Much emphasis is also placed on rhythmic movement. At times black umbrellas fill the scene which seem to ebb and flow like water themselves as the people beneath them move about a city square. Similarly, we are able to follow the timing of the storm by paying attention to shots where rain is falling into a canal—it is light, then heavy, then light once again. Part of what makes the timing of the film feel so true to the timing of a rainstorm actually experienced are the synergistic cuts tested and proved by the Soviet Montage movement. Kuleshov and Pudovkin proved that if an audience watches two shots in succession, they will automatically assume that those shots are related—so we imagine that as we watch a shot of rain steadily falling in the canal, then another of a man rushing to get his groceries indoors, he has picked up speed because he too has sensed that it has started to rain. In another scene, a woman steps on a trolley and the next shot is of the rain-slicked street passing below; we assume we are seeing the street from the woman's seat on the trolley.

==Historical context==
As noted above, Regen can be placed in the context of the Weimar Era and its art, which are tied into the culture and subsequently the socioeconomic conditions of the time. Informing Ivens's piece primarily is the cultural revolution of Modernism, which exploded into and informed artistic movements such as German Expressionism, Dada, the avant-garde, and later, Neue Sachlichkeit (New Objectivity), the German movement that strove to portray the harsh realities of modern city life as they were. In spite of the influence of Modernism, Ivens leaves worship of the machine to Vertov and steers his film in the direction of a more romantic subject: nature. Though Regen can hardly be called pastoral, its artistic expression evokes a less frantic poetry than that of the city symphonies it is often compared with. It manages nonetheless to achieve the same defamiliarization—a revitalizing rendering of something that is familiar into something that is abstract or strange—as its Russian counterpart.

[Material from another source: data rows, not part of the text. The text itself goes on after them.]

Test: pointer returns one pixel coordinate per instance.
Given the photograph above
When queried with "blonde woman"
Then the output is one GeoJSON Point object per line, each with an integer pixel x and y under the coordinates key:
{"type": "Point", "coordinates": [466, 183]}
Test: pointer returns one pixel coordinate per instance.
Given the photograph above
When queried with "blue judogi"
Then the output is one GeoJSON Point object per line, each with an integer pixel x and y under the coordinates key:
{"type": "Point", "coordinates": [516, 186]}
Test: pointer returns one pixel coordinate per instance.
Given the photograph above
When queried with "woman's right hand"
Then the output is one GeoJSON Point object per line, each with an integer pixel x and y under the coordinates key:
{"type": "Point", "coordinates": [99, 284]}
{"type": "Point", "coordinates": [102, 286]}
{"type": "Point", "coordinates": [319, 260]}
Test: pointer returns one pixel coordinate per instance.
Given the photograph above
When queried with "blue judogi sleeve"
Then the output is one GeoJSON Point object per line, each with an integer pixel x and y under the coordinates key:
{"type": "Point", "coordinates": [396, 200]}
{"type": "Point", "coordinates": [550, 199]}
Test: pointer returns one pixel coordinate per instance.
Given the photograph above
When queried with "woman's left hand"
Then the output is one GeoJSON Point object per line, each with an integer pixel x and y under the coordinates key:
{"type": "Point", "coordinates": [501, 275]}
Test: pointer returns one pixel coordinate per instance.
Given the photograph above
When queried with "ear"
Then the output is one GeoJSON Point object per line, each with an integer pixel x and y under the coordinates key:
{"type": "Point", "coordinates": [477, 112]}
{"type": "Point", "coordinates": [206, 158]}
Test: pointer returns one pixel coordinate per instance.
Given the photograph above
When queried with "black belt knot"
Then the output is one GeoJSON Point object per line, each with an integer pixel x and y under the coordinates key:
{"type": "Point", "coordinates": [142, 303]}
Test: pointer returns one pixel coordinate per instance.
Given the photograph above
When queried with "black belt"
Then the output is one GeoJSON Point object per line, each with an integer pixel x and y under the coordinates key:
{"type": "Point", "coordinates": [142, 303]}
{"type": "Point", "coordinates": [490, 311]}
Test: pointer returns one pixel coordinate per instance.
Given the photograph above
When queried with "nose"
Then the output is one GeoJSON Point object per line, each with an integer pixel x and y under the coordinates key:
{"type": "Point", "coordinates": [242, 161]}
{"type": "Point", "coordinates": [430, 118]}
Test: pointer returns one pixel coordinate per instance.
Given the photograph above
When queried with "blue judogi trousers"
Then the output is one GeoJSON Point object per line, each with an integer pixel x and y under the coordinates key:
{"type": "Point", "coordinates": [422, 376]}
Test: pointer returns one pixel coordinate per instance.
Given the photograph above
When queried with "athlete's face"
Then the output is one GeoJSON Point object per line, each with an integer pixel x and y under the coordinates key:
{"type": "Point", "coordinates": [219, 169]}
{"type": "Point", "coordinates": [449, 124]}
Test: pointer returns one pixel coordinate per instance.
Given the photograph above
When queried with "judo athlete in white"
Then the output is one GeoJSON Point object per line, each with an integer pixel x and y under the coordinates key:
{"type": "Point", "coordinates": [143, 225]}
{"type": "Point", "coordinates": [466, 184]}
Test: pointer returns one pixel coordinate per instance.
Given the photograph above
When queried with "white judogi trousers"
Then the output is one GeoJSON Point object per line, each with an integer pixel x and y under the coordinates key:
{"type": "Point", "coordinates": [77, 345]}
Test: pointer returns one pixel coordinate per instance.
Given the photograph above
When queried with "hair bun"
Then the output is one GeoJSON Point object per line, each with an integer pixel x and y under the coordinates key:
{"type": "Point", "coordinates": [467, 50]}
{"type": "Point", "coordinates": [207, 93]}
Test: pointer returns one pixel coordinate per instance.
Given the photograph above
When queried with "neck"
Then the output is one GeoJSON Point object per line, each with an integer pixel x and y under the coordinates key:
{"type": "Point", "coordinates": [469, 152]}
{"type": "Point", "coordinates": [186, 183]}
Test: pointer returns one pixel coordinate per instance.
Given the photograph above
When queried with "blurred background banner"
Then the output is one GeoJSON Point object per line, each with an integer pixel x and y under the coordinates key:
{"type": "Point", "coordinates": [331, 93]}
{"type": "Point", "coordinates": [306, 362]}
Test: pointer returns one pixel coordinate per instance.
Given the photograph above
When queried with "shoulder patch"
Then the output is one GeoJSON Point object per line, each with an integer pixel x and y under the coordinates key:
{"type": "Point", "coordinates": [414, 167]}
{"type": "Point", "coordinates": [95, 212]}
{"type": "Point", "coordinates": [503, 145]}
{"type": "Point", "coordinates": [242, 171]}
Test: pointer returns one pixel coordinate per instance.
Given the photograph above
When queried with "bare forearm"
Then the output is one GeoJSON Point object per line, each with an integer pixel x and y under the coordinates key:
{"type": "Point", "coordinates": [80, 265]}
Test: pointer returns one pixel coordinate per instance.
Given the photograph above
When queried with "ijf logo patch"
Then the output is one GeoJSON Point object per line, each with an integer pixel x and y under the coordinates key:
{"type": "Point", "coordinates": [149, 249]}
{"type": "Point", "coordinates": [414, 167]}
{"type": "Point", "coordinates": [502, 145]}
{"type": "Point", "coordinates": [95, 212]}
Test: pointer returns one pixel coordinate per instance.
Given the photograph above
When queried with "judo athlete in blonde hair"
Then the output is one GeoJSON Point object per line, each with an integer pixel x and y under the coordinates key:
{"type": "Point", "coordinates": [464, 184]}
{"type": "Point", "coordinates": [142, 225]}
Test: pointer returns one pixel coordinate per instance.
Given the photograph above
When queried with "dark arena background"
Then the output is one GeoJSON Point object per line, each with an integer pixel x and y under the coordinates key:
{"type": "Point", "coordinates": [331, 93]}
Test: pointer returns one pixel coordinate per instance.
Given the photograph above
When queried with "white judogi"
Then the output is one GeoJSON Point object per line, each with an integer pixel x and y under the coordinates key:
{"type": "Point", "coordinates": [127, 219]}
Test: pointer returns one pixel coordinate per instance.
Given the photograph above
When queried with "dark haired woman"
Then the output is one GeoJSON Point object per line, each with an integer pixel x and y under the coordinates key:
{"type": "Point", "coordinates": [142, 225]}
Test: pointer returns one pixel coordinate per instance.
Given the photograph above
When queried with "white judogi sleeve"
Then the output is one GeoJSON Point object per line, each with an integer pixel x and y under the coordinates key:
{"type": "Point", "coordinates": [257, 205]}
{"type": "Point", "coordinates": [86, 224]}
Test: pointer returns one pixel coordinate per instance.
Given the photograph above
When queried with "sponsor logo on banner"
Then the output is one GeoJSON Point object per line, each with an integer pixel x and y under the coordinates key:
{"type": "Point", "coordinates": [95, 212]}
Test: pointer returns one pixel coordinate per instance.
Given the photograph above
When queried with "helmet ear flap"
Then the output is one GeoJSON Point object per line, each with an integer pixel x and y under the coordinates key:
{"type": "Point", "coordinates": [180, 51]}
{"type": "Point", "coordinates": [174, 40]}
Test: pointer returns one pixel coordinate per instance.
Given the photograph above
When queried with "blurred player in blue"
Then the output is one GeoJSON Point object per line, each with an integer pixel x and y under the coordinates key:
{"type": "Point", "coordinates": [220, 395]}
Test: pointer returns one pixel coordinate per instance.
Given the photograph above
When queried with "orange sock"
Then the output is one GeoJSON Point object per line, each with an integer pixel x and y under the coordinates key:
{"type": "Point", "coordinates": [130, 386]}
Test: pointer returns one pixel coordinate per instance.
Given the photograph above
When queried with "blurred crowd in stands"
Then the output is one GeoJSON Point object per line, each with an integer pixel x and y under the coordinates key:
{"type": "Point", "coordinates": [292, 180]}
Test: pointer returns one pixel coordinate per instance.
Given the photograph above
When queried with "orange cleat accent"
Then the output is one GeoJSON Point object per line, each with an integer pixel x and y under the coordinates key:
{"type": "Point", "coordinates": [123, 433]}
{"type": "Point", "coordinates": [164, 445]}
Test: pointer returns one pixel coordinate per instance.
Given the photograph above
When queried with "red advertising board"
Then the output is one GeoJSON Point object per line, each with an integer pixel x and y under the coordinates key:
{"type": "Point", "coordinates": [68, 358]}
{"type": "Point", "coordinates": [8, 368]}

Reactions to Ivens's film vary over time, as scholars come to compare this work to the rest of Ivens's work very differently from the fellow Filmliga members who reacted to this singular art piece in the 1920s. Pudovkin may have started the trend of calling the film uncharacteristic for Ivens, as it lacked any of his spirituality. Films like Rain and The Bridge were beautiful, but they were only formal experiments, not reflective of Ivens's search for certainty in a chaotic world. One unlikely critic of the film is its co-director, who was displeased not by the content or aesthetics of the film, but by the fact that from its premiere he received very little credit for it. Though in his autobiography, Ivens claims to have conceived of Regen on his own while filming Breakers, in reality Mannus Franken wrote to Ivens with the idea in the fall of 1927. Franken wrote to another Filmliga member about not wishing to take credit from Ivens for making the film, but being annoyed all the same that he received very little credit for the work.